European Pain Federation EFIC
- Abbreviation: EFIC
- Formation: 1993
- Type: NGO
- Purpose: Scientific, educational
- Headquarters: Brussels, Belgium
- Region served: Worldwide
- Official language: English
- President: Brona Fullen
- Website: https://europeanpainfederation.eu/

= European Pain Federation EFIC =

The European Pain Federation (EFIC), is a multidisciplinary professional organisation in the field of pain research and medicine, consisting of the 37 chapters of the International Association for the Study of Pain. Established in 1993, the European Pain Federation EFIC constituent chapters represent close to 20,000 physicians, basic researchers, nurses, physiotherapists, psychologists and other healthcare professionals across Europe, who are involved in pain management and pain research. The European Journal of Pain is published since January 1997, and currently publishes 10 issues per year.

==History of EFIC==

The European Pain Federation (EFIC) was formed by the presidents of the European Chapters at a joint meeting held at the time of the World Congress on Pain, in Paris in August, 1993. During his time as IASP President, Ulf Lindblom had developed the idea of building a Federation of the IASP Chapters in Europe. It was conceived as a way for better communication between the IASP headquarters in the USA and the European IASP Chapters. The main aim of establishing a European federation was to offer advice and guidance in pain medicine, specifically tailored for the needs of the European countries and patients.
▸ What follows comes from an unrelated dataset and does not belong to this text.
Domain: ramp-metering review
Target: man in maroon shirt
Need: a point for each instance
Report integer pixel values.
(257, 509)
The first EFIC "Pain in Europe" congress was held in Verona, Italy, 1995.

== Congress ==
The European Pain Federation organises a biennial scientific congress, Pain in Europe, to showcase the latest basic science and clinical developments in the field of pain medicine. The congress attracts over 3,000 attendees, primarily clinicians and, as well as showcasing research, also provides educational content based on the European Pain Federation curricula. The 2019 congress was held in Valencia, Spain and the 2022 will be held in Dublin, Ireland.

== Summit ==
The European Pain Federation organised for the first time in 2020 a Virtual Pain Education Summit, in order to meet the needs of the pain community. The Summit offered 4 educational tracks on Pain Medicine, Physiotherapy, Psychology and Nursing, along with interprofessional and topical lectures.